为 Mahout 增加聚类评估功能

2015-04-03来源：易贤网

聚类算法及聚类评估 Silhouette 简介

聚类算法简介

聚类（clustering）是属于无监督学习（Unsupervised learning）的一种，用来把一组数据划分为几类，每类中的数据尽可能的相似，而不同类之间尽可能的差异最大化。通过聚类，可以为样本选取提供参考，或进行根源分析，或作为其它算法的预处理步骤。

聚类算法中，最经典的要属于 Kmeans 算法，它的基本思想是：假设我们要把一组数据聚成 N 类，那就：

把数据中的每个样本作为一个向量，记作Ā

首先随机选取 n 个样本，把这 n 个样本作为 N 类的中心点, 称为 centroid

针对数据中的所有样本，计算到 n 个 centroid 的距离，距离哪个中心点最近，就属于哪一类

在每一类中，重新选取 centroid，假设该类有 k 个样本，则 centroid 为

重复 2，3 直到 centroid 的变化小于预设的值。

Mahout 是一个开源的机器学习软件，提供了应用推荐、聚类、分类、Logistic 回归分析等算法。特别是由于结合了 Hadoop 的大数据处理能力，每个算法都可以作为独立的 job 方便的部署在 Hadoop 平台上，因此得到了越来越广的应用。在聚类领域，Mahout 提供了 Kmeans，LDA, Canopy 等多种算法。

聚类评估算法 Silhouette 简介

在 Kmeans 中，我们会注意到需要我们预先设置聚合成几类。实际上，在聚类的过程中我们也不可能预先知道，那只能分成 2 类，3 类，……n 类这样进行尝试，并评估每次的聚类效果。

实际上，由于聚类的无监督学习特性，无论什么算法都需要评估效果。

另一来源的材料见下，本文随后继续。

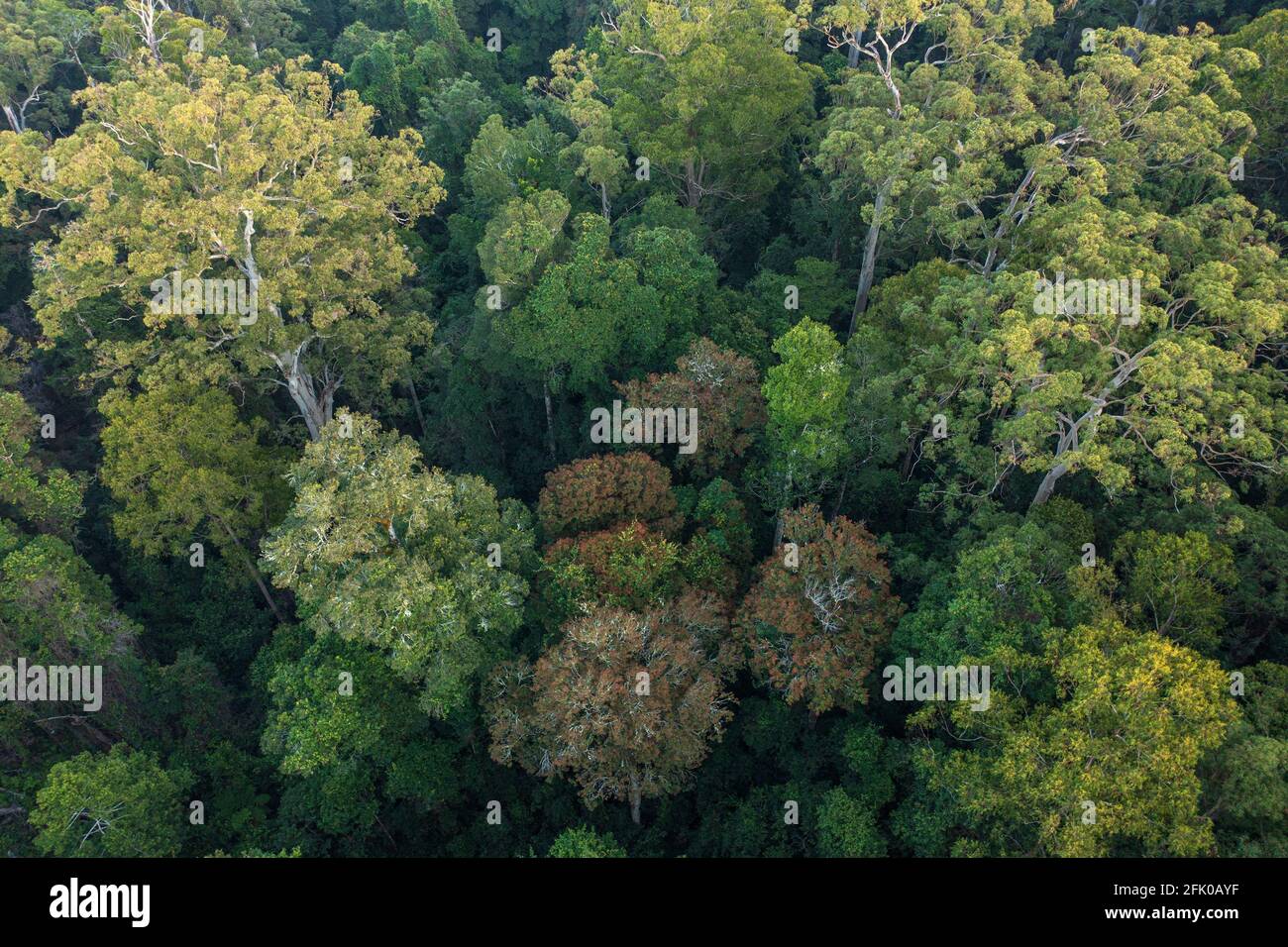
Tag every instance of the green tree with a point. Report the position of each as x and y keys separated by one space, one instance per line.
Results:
x=198 y=174
x=116 y=804
x=185 y=467
x=423 y=566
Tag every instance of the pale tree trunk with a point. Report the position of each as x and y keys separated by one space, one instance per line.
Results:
x=870 y=256
x=316 y=403
x=1069 y=437
x=550 y=421
x=636 y=797
x=250 y=567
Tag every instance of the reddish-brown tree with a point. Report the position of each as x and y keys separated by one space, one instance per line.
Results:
x=625 y=703
x=604 y=492
x=725 y=390
x=819 y=609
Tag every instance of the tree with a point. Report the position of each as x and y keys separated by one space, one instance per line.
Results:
x=1111 y=766
x=46 y=496
x=185 y=467
x=818 y=612
x=625 y=703
x=722 y=388
x=606 y=491
x=423 y=566
x=585 y=843
x=966 y=98
x=597 y=153
x=197 y=174
x=35 y=38
x=116 y=804
x=1175 y=585
x=706 y=91
x=805 y=397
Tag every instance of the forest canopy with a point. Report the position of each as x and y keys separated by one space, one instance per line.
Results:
x=647 y=428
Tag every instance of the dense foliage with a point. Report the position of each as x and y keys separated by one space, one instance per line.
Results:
x=644 y=428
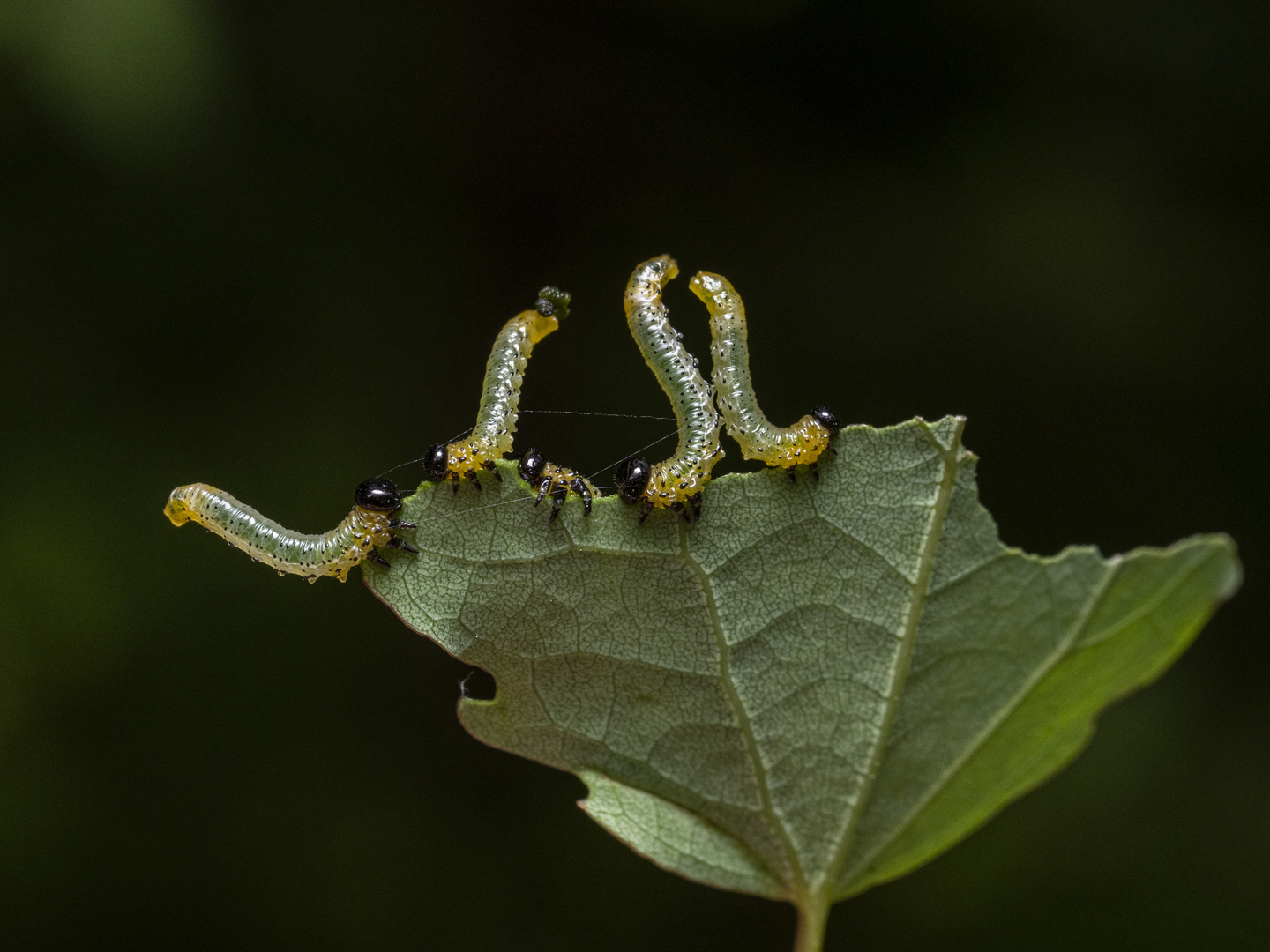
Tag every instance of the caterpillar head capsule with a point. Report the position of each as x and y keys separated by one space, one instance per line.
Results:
x=437 y=461
x=553 y=301
x=533 y=466
x=378 y=495
x=828 y=419
x=631 y=478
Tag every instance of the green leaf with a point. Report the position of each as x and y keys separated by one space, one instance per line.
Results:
x=816 y=688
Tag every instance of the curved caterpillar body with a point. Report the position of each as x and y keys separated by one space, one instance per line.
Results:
x=559 y=481
x=496 y=420
x=787 y=447
x=676 y=481
x=334 y=553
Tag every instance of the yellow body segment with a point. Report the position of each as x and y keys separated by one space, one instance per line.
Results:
x=684 y=475
x=265 y=541
x=501 y=398
x=758 y=438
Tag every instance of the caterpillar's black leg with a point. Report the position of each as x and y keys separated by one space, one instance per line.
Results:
x=580 y=489
x=557 y=495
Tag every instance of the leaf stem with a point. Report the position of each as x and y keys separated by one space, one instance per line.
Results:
x=813 y=914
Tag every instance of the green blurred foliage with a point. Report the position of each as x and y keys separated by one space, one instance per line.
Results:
x=267 y=247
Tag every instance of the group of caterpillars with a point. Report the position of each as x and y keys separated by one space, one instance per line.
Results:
x=673 y=484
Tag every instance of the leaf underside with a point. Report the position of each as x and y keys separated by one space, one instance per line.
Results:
x=816 y=688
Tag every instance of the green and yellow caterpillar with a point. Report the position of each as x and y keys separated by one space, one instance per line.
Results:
x=367 y=525
x=785 y=447
x=677 y=481
x=496 y=419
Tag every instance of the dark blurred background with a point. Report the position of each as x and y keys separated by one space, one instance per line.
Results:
x=268 y=245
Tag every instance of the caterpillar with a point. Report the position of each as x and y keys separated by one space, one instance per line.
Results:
x=671 y=482
x=559 y=481
x=785 y=447
x=334 y=553
x=496 y=419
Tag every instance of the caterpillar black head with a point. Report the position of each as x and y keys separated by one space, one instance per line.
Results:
x=533 y=465
x=631 y=478
x=378 y=495
x=828 y=419
x=553 y=301
x=437 y=461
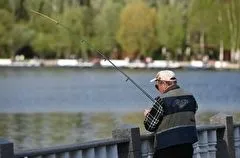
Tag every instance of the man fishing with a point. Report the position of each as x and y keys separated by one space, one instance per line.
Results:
x=172 y=118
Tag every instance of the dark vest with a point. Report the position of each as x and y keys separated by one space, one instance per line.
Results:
x=178 y=124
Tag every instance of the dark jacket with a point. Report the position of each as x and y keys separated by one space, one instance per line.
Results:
x=177 y=122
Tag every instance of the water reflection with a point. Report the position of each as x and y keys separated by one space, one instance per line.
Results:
x=37 y=130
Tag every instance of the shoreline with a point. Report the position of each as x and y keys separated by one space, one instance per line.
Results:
x=155 y=64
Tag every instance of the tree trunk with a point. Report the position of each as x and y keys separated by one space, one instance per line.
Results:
x=202 y=43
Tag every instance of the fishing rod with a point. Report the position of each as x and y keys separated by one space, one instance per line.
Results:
x=99 y=52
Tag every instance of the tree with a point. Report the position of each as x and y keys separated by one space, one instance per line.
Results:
x=137 y=32
x=45 y=37
x=106 y=25
x=6 y=25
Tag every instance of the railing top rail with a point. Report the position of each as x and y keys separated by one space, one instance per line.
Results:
x=69 y=148
x=209 y=127
x=199 y=128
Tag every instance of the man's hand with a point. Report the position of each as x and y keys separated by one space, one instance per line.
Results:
x=146 y=111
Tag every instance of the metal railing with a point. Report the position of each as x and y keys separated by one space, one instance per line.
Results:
x=215 y=141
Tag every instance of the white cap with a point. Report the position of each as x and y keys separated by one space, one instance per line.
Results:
x=165 y=75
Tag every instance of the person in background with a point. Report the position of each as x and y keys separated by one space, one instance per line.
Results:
x=172 y=118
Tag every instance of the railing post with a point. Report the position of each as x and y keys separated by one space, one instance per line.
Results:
x=226 y=137
x=6 y=149
x=134 y=146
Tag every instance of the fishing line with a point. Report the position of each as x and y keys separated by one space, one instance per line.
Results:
x=103 y=56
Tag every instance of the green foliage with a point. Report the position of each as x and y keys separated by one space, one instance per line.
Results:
x=137 y=32
x=6 y=25
x=21 y=35
x=79 y=22
x=106 y=25
x=138 y=26
x=170 y=26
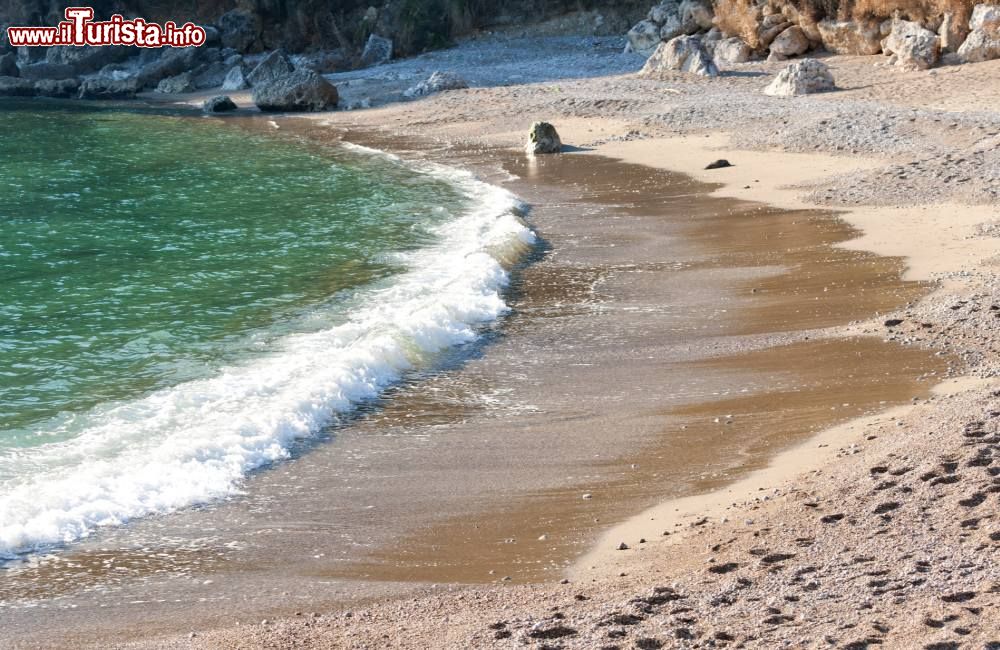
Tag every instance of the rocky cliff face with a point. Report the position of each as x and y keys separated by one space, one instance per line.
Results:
x=301 y=25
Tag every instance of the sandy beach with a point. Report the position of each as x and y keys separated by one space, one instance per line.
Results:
x=802 y=456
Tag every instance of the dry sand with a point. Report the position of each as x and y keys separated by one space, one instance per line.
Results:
x=881 y=532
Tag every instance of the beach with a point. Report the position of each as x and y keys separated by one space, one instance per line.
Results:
x=750 y=406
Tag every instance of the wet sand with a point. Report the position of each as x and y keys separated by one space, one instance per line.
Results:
x=650 y=311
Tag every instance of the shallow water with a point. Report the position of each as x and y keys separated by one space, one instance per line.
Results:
x=181 y=302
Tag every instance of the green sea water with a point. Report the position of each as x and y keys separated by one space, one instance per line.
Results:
x=140 y=251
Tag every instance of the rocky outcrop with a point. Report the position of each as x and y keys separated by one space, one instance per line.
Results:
x=681 y=54
x=912 y=46
x=219 y=104
x=377 y=50
x=543 y=138
x=731 y=50
x=437 y=82
x=182 y=83
x=274 y=66
x=801 y=78
x=851 y=36
x=16 y=87
x=301 y=90
x=668 y=20
x=235 y=80
x=58 y=88
x=790 y=42
x=983 y=41
x=109 y=89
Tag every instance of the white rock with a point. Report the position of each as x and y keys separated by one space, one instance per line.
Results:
x=801 y=78
x=682 y=54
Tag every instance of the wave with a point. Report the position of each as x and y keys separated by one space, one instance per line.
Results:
x=196 y=442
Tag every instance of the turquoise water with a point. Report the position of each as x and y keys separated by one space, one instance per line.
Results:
x=138 y=252
x=182 y=300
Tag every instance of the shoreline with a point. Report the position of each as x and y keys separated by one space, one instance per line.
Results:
x=943 y=254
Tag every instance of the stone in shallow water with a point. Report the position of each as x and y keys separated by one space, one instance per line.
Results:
x=219 y=104
x=543 y=138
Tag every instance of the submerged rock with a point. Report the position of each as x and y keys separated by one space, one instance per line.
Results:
x=235 y=80
x=219 y=104
x=182 y=83
x=109 y=89
x=302 y=90
x=437 y=82
x=683 y=54
x=801 y=78
x=377 y=50
x=543 y=138
x=274 y=66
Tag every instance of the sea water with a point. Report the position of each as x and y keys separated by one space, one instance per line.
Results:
x=181 y=301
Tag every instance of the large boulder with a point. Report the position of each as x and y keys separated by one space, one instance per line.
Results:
x=437 y=82
x=644 y=37
x=543 y=138
x=99 y=88
x=979 y=46
x=274 y=66
x=182 y=83
x=695 y=16
x=851 y=36
x=8 y=65
x=235 y=79
x=58 y=88
x=377 y=50
x=239 y=29
x=732 y=50
x=16 y=87
x=803 y=77
x=983 y=42
x=219 y=104
x=682 y=54
x=914 y=47
x=301 y=90
x=790 y=42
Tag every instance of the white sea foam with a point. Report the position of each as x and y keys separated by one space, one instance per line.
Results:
x=195 y=442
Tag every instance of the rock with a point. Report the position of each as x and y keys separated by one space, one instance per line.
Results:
x=235 y=80
x=850 y=37
x=952 y=33
x=979 y=46
x=182 y=83
x=46 y=70
x=8 y=65
x=695 y=16
x=914 y=46
x=218 y=104
x=301 y=90
x=732 y=50
x=684 y=54
x=210 y=75
x=16 y=87
x=644 y=36
x=239 y=29
x=377 y=50
x=543 y=138
x=801 y=78
x=109 y=89
x=274 y=66
x=58 y=88
x=437 y=82
x=790 y=42
x=985 y=17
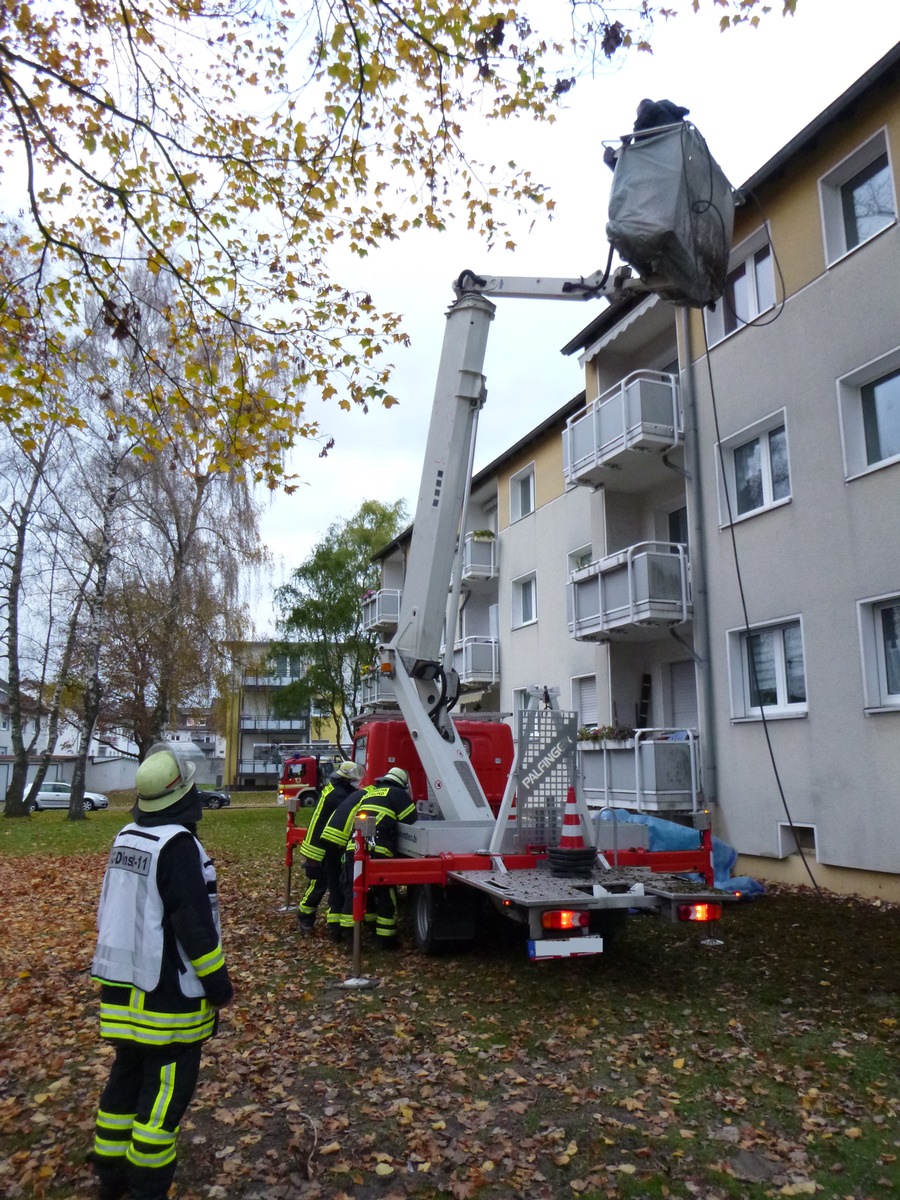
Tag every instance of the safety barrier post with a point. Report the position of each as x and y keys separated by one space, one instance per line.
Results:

在聚类的评估中，有基于外部数据的评价，也有单纯的基于聚类本身的评价，其基本思想就是：在同一类中，各个数据点越近越好，并且和类外的数据点越远越好；前者称为内聚因子（cohension），后者称为离散因子（separation）。

把这两者结合起来，就形成了评价聚类效果的 Silhouette 因子:

首先看如何评价一个点的聚类效果：

a = 一个点到同一聚类内其它点的平均距离

b=min（一个点到其他聚类内的点的平均距离）

Silhouette 因子s = 1 – a/b (a<b) 或b/a -1 (a>=b)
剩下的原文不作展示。